Since airing, the episode has received mostly positive reviews from television critics. Gary Russell and Gareth Roberts, the authors of the book I Can't Believe It's a Bigger and Better Updated Unofficial Simpsons Guide, called it "a very good, very assured episode that has seen some viewers (particularly female ones) tearing out their hair at the conclusion". Nathan Rabin of The A.V. Club praised the episode, stating: "There would be many funnier and faster episodes of The Simpsons but few can match "Life on the Fast Lane" for emotional depth and characterization." IGN named Albert Brooks' guest performance in this episode, along with his four other appearances, the best guest appearance in the show's history.

In a DVD review of the first season David B. Grelck rated this episode a 4 (of 5), placing it along with "Homer's Night Out" as his favorites of the season. Colin Jacobson at DVD Movie Guide said in a review that it was "another good but not great episode" and added that "Albert Brooks seriously enlivened 'Life [on the Fast Lane]' ... Jacques becomes funny not so much due to the lines themselves; it's Brooks' readings that make them work." Another DVD review from The Digital Bits called it "one of the first season's best loved episodes".
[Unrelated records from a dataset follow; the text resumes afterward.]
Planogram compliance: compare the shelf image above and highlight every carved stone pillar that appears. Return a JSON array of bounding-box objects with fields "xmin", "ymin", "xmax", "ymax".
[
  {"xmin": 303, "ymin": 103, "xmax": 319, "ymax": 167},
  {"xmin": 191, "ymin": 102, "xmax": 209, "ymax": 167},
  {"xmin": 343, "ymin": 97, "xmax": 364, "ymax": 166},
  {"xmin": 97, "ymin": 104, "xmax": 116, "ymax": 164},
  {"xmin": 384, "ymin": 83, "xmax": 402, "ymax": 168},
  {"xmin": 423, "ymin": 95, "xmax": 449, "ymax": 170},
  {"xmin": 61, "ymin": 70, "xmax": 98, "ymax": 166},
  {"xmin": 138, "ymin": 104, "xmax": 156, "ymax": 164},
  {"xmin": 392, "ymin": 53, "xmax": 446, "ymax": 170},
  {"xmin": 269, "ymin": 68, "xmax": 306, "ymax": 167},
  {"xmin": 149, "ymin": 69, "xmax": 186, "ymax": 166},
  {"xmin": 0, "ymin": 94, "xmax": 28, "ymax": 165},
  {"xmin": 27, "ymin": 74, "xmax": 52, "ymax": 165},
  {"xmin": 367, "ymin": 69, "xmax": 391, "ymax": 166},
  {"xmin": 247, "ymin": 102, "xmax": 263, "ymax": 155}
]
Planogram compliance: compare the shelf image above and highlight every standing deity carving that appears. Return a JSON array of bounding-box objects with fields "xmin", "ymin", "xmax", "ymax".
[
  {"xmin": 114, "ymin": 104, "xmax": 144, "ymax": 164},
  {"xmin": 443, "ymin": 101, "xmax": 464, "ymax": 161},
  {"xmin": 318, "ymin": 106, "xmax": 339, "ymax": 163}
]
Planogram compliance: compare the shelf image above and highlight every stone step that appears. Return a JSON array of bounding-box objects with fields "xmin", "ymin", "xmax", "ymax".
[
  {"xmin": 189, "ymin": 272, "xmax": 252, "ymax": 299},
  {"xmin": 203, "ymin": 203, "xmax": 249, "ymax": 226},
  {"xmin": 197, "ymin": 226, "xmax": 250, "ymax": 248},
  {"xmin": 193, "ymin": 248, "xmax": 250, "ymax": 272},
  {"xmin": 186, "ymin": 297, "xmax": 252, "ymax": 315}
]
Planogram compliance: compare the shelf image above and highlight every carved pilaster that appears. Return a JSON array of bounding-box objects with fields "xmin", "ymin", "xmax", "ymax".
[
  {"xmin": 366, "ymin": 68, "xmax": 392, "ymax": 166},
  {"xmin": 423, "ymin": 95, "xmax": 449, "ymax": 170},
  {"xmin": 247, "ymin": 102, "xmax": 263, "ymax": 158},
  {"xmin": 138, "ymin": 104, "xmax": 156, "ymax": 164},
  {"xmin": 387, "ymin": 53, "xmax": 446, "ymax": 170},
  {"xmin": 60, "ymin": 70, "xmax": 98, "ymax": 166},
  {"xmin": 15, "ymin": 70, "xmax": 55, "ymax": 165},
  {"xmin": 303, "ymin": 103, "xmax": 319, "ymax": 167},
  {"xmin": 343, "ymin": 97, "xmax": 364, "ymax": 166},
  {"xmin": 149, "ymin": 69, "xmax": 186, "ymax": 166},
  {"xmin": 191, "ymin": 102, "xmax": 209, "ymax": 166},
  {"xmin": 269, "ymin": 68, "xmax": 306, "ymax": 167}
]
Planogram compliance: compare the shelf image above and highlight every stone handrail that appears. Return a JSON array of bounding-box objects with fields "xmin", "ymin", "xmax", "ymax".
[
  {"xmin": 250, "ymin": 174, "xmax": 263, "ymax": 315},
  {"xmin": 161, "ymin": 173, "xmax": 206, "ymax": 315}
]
This episode won an Emmy Award for Outstanding Animated Program (For Programming One Hour or Less) in 1990, defeating fellow Simpsons episode "Simpsons Roasting on an Open Fire", and becoming the first The Simpsons episode to win the award.

In a 2000 Entertainment Weekly article, Matt Groening ranked this episode as his second favorite episode of all time, behind "Bart the Daredevil". Entertainment Weekly placed the episode twenty-first on their top 25 The Simpsons episode list, calling it "a showcase for the series' bedrock of character and heart." The Orlando Sentinels Gregory Hardy named it the fifteenth best episode of the show with a sports theme. The episode's reference to An Officer and a Gentleman was named the 23rd greatest film reference in the history of the show by Total Film's Nathan Ditum. Simpsons co-developer Sam Simon named it his favorite episode of all time in 2009.

===Legacy===
The March 15, 2004 edition of the Dear Abby column was pulled, as it had emerged that one of the letters was a fake. A newspaper editor noticed that the problem cited in the letter was identical to the plot of "Life on the Fast Lane". Kathie Kerr, a spokeswoman for the Universal Press Syndicate, said "it did sound too similar not to be a hoax".